It happened yesterday evening. I was out, working, when Shelly called me. It sounded like she had been crying.
"I... I don't wanna tell you think over the phone..."
I interrupted her, "Do I need to stop working and come to hospice?"
"Y-yeah. That would be good."
"Okay. I will. Be there in like 10."
I hung up the call and with slight difficulty, ended my current work day. With that finished, I put the hospice into my GPS and drove over the speed limit in most cases. When I got there, I was greeted by various family members standing outside mom's room.
"She's gone, kiddo," one of them told me.
I only nodded, going into the room. Various family members were in the room, crying over mom's body. I said nothing but Shelly immediately approached me.
"I didn't want to tell you over the phone, but she's gone." She pulled me into a hug, crying still.
I returned the hug with indifference. I had already guessed as much on the drive over. I had expected this, more or less. They, however, were acting as though they had not guessed this outcome.
Over the next two hours, more family and friends showed up. Most, cried. I had no real reaction. As I expressed, I had seen this coming.
Shelly, I, and a few others were involved in the funeral home stuff, as we waited and whatnot for them to come. I was bored, moderately annoyed I couldn't leave as I was socially bound to be there.
Eventually though, Shelly and I went back to the old house. I hung out there for a little while with her, but eventually, I went back to campus, I had class in the morning after all.
The next morning, I woke at seven, as usual. I laid there, in bed for a while, playing on my phone before finally getting up and dressed. I went to class early, getting there before the professor even. I sat down and tried to do research for my Literature essay, but I couldn't find what I was looking for. With a sigh of frustration, I gave up and paid attention to the class that had just started.
It was a very boring time, but I finished my homework as I sat in the class. Easy. Boring. Probably wasn't going to do very well in that class, honestly. But I really didn't care. It just wasn't interesting in the slightest. My other three classes were interesting as fuck though. Balancing them, work, and a social life, plus the shit with mom, was fucking difficult though.

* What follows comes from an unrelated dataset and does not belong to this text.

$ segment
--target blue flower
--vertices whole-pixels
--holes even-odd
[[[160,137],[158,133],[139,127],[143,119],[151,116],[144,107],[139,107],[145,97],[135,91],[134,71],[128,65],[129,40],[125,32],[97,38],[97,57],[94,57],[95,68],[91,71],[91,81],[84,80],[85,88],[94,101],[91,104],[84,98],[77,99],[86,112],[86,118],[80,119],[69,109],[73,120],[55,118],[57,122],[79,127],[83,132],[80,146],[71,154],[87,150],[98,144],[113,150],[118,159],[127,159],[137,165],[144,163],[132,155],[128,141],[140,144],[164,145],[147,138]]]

Regardless, I would manage. I always do.
It's not all darkness, I've got my next tattoo scheduled for early March, a mere two and a half weeks away. I can't wait for it. I'm slightly nervous for it though, as it's going on my leg. I've heard varying things about getting it there, and I'm not sure what to believe. I mean, I know everyone's different but still.
Regardless of that, we're going tomorrow afternoon to talk to the funeral home people. Shelly and some family went and got a plot at the cemetery for mom today.
I'm going to study at the library for a few hours then go to the grocery for some things for Shelly and myself at the dorm.
I finally find a place in the back of the library where I can plug in my phone and tablet. I take out the books I'll need and open the first one. It's interesting but I'm really, really tired. I sit there and read, starting to nod off, before shaking myself awake and continuing to read. Finally, I finish the chapter and open my tablet. After getting it connected to the internet at the library, I refresh the school's page and log back in. I open my school email and fetch the name I need to finish my earlier homework assignment then email myself that document to print thursday morning. After that, I clear out the duplicate emails that were sent by my professor. With that done, I looked at my online class. I hoped some people had posted in the weekly discussion so I could reply and be done with that class for the week.
Thankfully, they had and I replied and finished that assignment.
After that, I packed up my things and left the library, going to the store. It was moderately busy, and people gave me strange looks as I loaded my cart with two to three months worth of soda for myself. I paid them no mind, really, and went to get the few other items on my list. I ended up splurging a little and getting myself a gallon of chocolate milk and another pack of Mike's Hard Lemonade. I had two six packs, three screwdrivers still left, and then my emergency six pack still. Needless to say, my minifridge was packed.
It was whatever though, I was happy. I had some extra cash, and I wanted to use it as I saw fit.
I was going to drink and game tonight. I didn't have to be up early for once, so I was going to stay up late. I'm going to party up with Kenny and maybe Cartman after dinner.
An hour passes, and I've finally finished my dinner. It was good, I just kept getting distracted by texts. Now though, to decide what to play. I dunno, none of them seem interesting right now. With a sigh, I flop down on to my bed and listen to Kenny and Cartman talk about nonsense.
I told them about mom yesterday, they weren't really treating me differently, at least, not noticeably. I sigh, flicking over to the games and apps section of the xbox. Trying to decide on a game, I had like fifty to choose from, not like I didn't have games, it was just a matter of choosing one. I couldn't decide, so I just switched to the Spotify app and began listening to music.